Roberto Mancini was sacked by Manchester City on Monday night, precisely 12 months to the day after he delivered the Premier League title to the club in such extraordinary fashion.
Manuel Pellegrini, the Malaga manager, is expected to succeed the Italian, with contracts already exchanged between him and City. But though the Chilean is the clear favourite, his appointment is not a foregone conclusion and City are aware that they may face competition with Barcelona among others, amid concerns over Tito Vilanova's health problems. Pellegrini has verbally agreed to take over from Mancini once City exercise a £3.3m clause in his contract with Malaga.
Mancini is understood to have been told by Khaldoon al Mubarak on Sunday that he was sacked, with chief executive Ferran Soriano also meeting the Italian face-to-face in London on Monday night before a statement confirming the dismissal was published at 10.30pm.
Al-Mubarak called Mancini from Abu Dhabi, having approved the statement which underlined his belief that the close friendship which has developed between the two over the last three-and-half years might continue. The announcement had been delayed as City's board and owners raced to complete the 'review' process of the season, a more complex process than at some clubs, which may have entailed the involvement of Sheikh Mansour bin Zayed al Nahyan.
City admitted in the statement they had been forced to accelerate the announcement because of "recent speculation and out of respect to Roberto." They have issued it in time to prevent Mancini going through the humiliation of leading the team at Reading tonight.
The statement was significant in its declaration that City now "need to develop a holistic approach to all aspects of football at the club." If appointed, Pellegrini will seek to introduce the same technical football at all levels from youth sides to first XI, as he did at Spanish La Liga side Villarreal, and is expected to be less divisive than Mancini had become.
Mancini has been preparing for the possibility of dismissal by the club for some time. The Independent understands that he signed a pre-contract agreement with Monaco after talks about taking over for the 2012/13 season which left the French side confident that he would join them. It is unclear whether that still ties him to move to the Riviera, where his compatriot Claudio Ranieri may be replaced after the club's promotion to the country's top flight.

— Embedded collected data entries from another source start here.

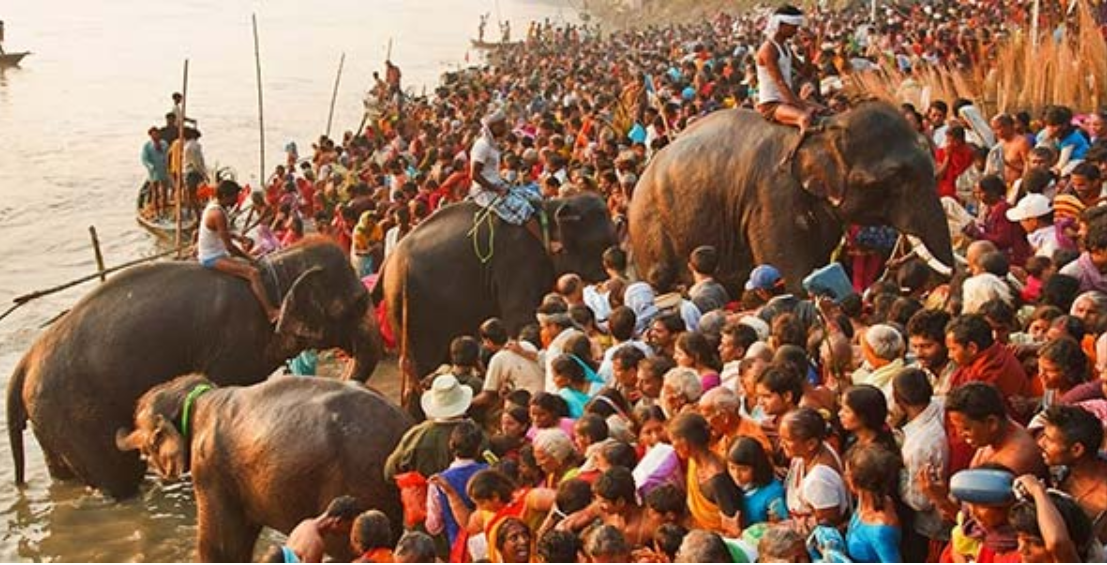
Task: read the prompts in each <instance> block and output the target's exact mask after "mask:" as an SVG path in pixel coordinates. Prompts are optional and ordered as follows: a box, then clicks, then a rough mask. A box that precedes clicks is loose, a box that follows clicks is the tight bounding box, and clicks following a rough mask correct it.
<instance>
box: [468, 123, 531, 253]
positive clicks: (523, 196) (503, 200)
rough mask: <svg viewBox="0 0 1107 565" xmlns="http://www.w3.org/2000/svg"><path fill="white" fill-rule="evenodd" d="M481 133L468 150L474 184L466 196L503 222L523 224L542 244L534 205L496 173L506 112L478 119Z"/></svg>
mask: <svg viewBox="0 0 1107 565" xmlns="http://www.w3.org/2000/svg"><path fill="white" fill-rule="evenodd" d="M480 125H482V127H480V136H479V137H477V141H476V142H475V143H474V144H473V150H472V151H470V152H469V160H470V162H472V174H470V176H472V177H473V186H472V187H470V188H469V198H470V199H472V201H473V202H475V203H477V204H478V205H480V206H483V207H484V208H485V209H487V208H489V207H490V208H492V210H493V212H495V213H496V215H497V216H499V217H500V219H503V220H504V222H507V223H508V224H513V225H516V226H524V227H526V228H527V232H530V234H531V235H534V236H535V237H536V238H537V239H538V240H539V242H542V245H546V237H545V236H544V235H542V228H541V225H540V224H539V222H538V217H537V216H536V214H535V213H536V212H537V207H536V206H535V205H534V204H532V203H531V201H530V197H528V195H527V194H526V193H525V192H524V191H525V189H524V188H521V187H513V186H510V185H509V184H508V183H507V182H505V181H504V178H503V177H501V176H500V175H499V158H500V148H499V144H498V141H499V140H500V138H501V137H503V136H504V135H505V134H507V115H506V114H505V113H504V111H503V110H496V111H494V112H492V113H490V114H488V115H486V116H485V117H484V119H483V120H480Z"/></svg>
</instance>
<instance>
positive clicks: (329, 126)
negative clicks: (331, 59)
mask: <svg viewBox="0 0 1107 565" xmlns="http://www.w3.org/2000/svg"><path fill="white" fill-rule="evenodd" d="M344 64H345V53H342V57H341V58H339V72H338V74H335V75H334V90H333V91H332V92H331V111H330V112H329V113H328V114H327V137H330V136H331V122H333V121H334V102H335V101H338V99H339V82H341V81H342V66H343V65H344Z"/></svg>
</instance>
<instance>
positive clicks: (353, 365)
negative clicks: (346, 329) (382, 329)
mask: <svg viewBox="0 0 1107 565" xmlns="http://www.w3.org/2000/svg"><path fill="white" fill-rule="evenodd" d="M344 349H345V351H346V353H349V355H350V357H351V360H350V362H349V363H346V368H345V371H344V372H343V373H342V379H343V380H355V381H360V382H368V381H369V378H370V377H371V376H372V374H373V370H374V369H376V363H377V361H380V360H381V351H382V349H381V332H380V330H379V329H377V327H376V320H375V318H374V310H373V308H369V309H368V310H366V311H365V315H364V316H363V317H362V318H361V319H359V320H358V322H356V323H355V325H354V327H353V330H352V331H351V333H350V341H349V343H348V346H346V347H345V348H344Z"/></svg>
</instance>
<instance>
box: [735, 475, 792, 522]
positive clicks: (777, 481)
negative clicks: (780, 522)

Monaco is his most likely destination. The club are seeking a top bracket manager to match their ambitions after promotion to France's top flight, which has already seem them close in on signing Radamel Falcao. Roma, where Mancini has a good relationship with the general manager Franco Baldini, is a less likely next destination, though Napoli is another possible candidate for Mancini's services. He will be in demand.
The future of the assistant Mancini hired, David Platt, and members of his Italian backroom team, will be decided in the coming days. With the Pellegrini discussions on-going, assistant Brian Kidd will lead the team's USA post-season trip next week. It may be next week before the Chilean's appointment is confirmed.
It was the leaking of the news about Pellegrini, late on Friday night, which persuaded al-Mubarak to speed up plans to resolve the Mancini issue. The club said on Monday night had met only one of the pre-season targets: qualification for next season's Champions League. The statement said it had been "a difficult decision for the owner, chairman and board" and the "outcome of a planned end of season review process."
Al Mubarak added: "Roberto's record speaks for itself, he has clearly secured the love and respect of our fans. He has done as he promised and delivered silverware and success."
Mancini and al-Mubarak's conversation on Sunday appears to have been cordial. Al-Mubarak flew back to Abu Dhabi on Monday and appears then to have been involved in a race to get the 'review' signed off, so allowing the formal dismissal of Mancini. The club's chief executive Ferran Soriano and sporting director Txiki Begiristain had gone to ground and may have been in discussions with Pellegrini, ahead of the announcement.
There is further evidence of the "holistic" approach in the revelation that four members of the club is parting company with four members of Academy staff including Jim Cassell - the once revered individual who managed City to triumph in the 2008 Youth Cup.
Cassell was eased aside several years ago, into a role in which he oversees the owners' international academies. But he is now to leave altogether, along with under-18s coach Adam Sadler, who wants to return to his native North-east, former City player Paul Power and head of education and coaching, Pete Lowe.
There has been a feeling amongst some players that the managerial position was in limbo, with some contractual business clearly on hold until end of season. Some have been told that kind of business will be sorted quickly at end of campaign. That the players did not sense that a change at the top was coming so imminently may be a reflection of how the owners did not anticipate the news leaking out.
City depart on Monday for their symbolically significant trip to the United States, in which they play Chelsea twice but are also present for the anticipated announcement of the Abu Dhabis' new MLS franchise.